December 6th, 2016 by

sks-keyserver logo Does it happen to you, too, that there are moments where you ask yourself why others want something from you that is there already since a while? Exactly this happened with https://keyserver.opensuse.org/: the original machine was set up a long time ago to make it easier for people attending the openSUSE GPG key-signing parties, but it looks like nobody officially announced this “new service” for our users…

…and so here we are:  the openSUSE Heroes team is pleased to announce that keyserver.opensuse.org is up and running as public GPG keyserver. We are of course also part of the official keyserver pool, which means that some people might already noticed us, as they got redirected to our server with their requests. (And for those who are interested to setup their own SKS keyserver: we have also written a nice monitoring plugin that helps you keeping an eye on the pool status of your machine and the ones of your peers.)
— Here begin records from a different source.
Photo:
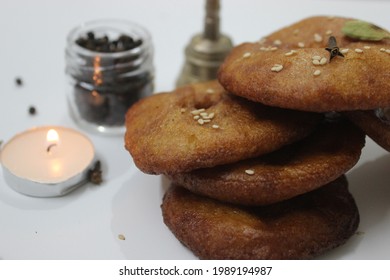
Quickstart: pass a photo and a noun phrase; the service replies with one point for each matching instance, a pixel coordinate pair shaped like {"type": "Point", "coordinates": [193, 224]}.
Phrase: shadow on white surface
{"type": "Point", "coordinates": [370, 186]}
{"type": "Point", "coordinates": [137, 216]}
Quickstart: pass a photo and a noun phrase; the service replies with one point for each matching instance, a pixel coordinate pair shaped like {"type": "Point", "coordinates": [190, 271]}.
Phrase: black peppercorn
{"type": "Point", "coordinates": [107, 78]}
{"type": "Point", "coordinates": [18, 81]}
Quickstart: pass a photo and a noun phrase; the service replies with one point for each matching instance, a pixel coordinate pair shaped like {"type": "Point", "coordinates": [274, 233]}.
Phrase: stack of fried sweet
{"type": "Point", "coordinates": [257, 158]}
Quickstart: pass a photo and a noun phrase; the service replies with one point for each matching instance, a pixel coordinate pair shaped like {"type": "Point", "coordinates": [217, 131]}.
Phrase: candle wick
{"type": "Point", "coordinates": [49, 147]}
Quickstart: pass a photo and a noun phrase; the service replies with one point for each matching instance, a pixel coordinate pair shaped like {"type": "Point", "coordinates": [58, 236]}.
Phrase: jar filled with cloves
{"type": "Point", "coordinates": [109, 66]}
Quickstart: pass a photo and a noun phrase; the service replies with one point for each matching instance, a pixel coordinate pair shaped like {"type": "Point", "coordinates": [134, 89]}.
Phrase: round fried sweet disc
{"type": "Point", "coordinates": [304, 78]}
{"type": "Point", "coordinates": [320, 158]}
{"type": "Point", "coordinates": [300, 228]}
{"type": "Point", "coordinates": [377, 129]}
{"type": "Point", "coordinates": [201, 126]}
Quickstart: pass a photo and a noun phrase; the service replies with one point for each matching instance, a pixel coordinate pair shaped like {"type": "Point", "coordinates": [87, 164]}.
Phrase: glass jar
{"type": "Point", "coordinates": [109, 65]}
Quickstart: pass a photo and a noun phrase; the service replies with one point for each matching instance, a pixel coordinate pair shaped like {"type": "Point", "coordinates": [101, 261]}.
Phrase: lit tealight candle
{"type": "Point", "coordinates": [47, 161]}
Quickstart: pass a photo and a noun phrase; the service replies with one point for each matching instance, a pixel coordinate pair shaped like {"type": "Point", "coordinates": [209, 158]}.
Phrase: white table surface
{"type": "Point", "coordinates": [86, 223]}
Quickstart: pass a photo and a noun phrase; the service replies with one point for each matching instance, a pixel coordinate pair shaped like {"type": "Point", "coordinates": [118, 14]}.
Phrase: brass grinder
{"type": "Point", "coordinates": [206, 51]}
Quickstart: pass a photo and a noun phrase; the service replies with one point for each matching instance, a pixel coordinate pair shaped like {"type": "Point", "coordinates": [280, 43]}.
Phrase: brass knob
{"type": "Point", "coordinates": [206, 51]}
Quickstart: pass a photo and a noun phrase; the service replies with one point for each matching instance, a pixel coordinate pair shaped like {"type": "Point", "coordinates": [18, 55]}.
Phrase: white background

The server may be accessed either via it’s Web interface (please ping the Heroes if you want to improve it) or via the openPGP HTTP keyserver protocol (HKP), which is normally used by GPG clients.
Try it out by calling something like:

gpg --keyserver keyserver.opensuse.org --search-keys 0xF62B7584

on the command line, or enhance your personal GPG configuration file ~/.gnupg/gpg.conf with:

keyserver hkp://keyserver.opensuse.org

and work as before with your new, preferred GPG keyserver as standard. What more can we say, except “have fun en-/de-crypting your data!”